Friday 17 October 2008

Dany's first dabs at soteriology

It seems that all of my views of the issue are non-standard. I used to really hate this topic and refuse to even talk about it. There isn't a visual cross in all of this blog and there won't be, how about wearing a replica electric chair around your neck as well? But anyway, the proponents of some of the most questionnable theories of the atonement have no such qualms, and they teach their own view as the only view there is. So as someone with a grand total of zero hours of theology under my belt, here are my own two pence:

1. For a start we don’t really know. We cannot know. Claiming to understand God is ridiculous, it would be like my cat claiming to understand me. We can assume that Jesus knew what he was doing, and that his death does what he says it does.

2. The martyr option. Jesus refused to play by the rules of the empire of his day. He was really undermining them, and suffered the fate of those who did likewise.

3. The inhabiting human suffering option. God does not wish to remain privileged while we suffer.

4. Showing whose side God is on. God is with the ones you despise and torture.

5. Becoming vulnerable. You’re pissed off at God and you want to hurt Him? Go ahead. God is vulnerable, hurting him has been done before and it can be done now.

6. Freedom from fear (the Gandhi option). If your enemies want to exert force, let them. It is your fear that keeps them in power. When fear is gone, and you are able to absorb the blows and return only love, you undermine the foundations of violence.

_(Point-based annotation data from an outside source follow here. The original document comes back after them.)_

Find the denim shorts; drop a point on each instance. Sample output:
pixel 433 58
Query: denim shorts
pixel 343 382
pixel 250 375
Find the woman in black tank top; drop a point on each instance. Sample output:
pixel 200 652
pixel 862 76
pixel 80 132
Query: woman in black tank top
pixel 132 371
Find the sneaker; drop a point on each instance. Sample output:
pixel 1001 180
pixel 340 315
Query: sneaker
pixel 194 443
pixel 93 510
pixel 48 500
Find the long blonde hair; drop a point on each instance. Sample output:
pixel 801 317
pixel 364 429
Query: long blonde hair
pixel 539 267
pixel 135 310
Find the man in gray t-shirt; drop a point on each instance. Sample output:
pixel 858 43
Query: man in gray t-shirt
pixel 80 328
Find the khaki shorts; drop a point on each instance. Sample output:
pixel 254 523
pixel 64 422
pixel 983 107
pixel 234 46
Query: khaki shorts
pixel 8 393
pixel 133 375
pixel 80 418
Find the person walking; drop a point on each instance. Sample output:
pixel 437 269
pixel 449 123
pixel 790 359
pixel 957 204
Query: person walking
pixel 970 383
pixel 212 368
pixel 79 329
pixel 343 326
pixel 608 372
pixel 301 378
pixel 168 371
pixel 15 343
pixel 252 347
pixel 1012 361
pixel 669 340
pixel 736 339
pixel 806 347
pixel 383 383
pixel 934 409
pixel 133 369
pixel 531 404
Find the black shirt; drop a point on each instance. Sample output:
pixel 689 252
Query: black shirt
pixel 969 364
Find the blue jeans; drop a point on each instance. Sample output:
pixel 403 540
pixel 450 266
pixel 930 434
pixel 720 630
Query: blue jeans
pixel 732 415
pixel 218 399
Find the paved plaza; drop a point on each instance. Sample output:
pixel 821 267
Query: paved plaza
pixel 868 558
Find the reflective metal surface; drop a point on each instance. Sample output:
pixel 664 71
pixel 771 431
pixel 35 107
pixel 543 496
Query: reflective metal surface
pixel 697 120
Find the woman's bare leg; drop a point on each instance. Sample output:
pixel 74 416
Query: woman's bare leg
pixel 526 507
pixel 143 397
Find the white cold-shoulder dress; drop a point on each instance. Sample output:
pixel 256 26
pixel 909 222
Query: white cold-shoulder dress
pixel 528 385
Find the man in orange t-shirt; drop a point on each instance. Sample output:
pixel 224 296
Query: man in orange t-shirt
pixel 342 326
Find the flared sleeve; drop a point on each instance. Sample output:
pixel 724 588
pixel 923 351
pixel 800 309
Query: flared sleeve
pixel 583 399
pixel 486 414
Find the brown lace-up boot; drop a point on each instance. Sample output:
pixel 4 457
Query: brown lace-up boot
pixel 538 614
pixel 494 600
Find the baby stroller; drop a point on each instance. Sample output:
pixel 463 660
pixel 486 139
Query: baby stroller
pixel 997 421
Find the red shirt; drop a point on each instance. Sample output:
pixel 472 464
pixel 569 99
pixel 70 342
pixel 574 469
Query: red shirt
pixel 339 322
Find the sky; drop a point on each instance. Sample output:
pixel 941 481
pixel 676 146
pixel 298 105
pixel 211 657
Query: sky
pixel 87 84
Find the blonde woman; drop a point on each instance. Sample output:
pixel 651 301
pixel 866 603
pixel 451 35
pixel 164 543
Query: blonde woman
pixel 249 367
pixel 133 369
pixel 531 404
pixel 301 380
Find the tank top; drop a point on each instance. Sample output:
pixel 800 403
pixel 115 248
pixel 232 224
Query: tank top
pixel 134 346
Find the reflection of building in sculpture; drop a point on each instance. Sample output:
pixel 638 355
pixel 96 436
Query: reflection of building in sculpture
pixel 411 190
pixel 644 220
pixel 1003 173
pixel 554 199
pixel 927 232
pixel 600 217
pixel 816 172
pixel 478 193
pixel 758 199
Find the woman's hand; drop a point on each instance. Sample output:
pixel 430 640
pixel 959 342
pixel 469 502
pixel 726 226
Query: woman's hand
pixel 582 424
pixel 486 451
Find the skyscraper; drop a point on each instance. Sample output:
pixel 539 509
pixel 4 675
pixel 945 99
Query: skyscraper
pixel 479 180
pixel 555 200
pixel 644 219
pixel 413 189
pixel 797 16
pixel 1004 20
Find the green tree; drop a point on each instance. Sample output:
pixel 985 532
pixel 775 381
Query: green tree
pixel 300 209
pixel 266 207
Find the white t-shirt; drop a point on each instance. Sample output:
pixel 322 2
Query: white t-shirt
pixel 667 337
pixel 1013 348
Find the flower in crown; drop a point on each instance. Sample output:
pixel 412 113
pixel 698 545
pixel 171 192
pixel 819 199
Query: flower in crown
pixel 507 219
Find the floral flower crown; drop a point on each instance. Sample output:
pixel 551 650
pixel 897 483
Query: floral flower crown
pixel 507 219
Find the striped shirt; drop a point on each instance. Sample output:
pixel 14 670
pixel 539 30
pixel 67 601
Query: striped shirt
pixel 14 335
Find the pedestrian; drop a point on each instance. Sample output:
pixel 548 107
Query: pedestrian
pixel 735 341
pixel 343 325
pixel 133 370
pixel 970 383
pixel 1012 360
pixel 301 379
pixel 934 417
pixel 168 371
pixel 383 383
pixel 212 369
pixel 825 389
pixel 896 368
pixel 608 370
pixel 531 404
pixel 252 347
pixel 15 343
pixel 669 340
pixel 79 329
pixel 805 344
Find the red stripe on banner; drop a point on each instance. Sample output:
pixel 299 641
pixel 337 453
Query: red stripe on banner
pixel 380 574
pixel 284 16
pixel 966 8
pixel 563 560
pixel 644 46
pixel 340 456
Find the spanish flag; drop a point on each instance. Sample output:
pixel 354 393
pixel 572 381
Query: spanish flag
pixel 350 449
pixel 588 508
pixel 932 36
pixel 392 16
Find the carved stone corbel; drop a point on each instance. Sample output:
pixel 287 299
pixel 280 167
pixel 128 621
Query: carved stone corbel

Conspicuous by their absence from my little list are all the variants of Penal Substitution, Ransom and Christus Victor, which are accepted by quite a few churches while little heretic me refuses to even link to them.

1 comment:

Anonymous said...

This is all well and good, but I think your options begin to founder unless they are connected to something like the Christus Victor model.

That is to say, the cross may reveal Jesus' refusal of the rules, his inhabiting of human suffering, his solidarity with the oppressed, and so on, but unless this produces some sort of result (like, oh, resurrection and conquest over sin and death) then all we learn is that God is just as fucked as we are.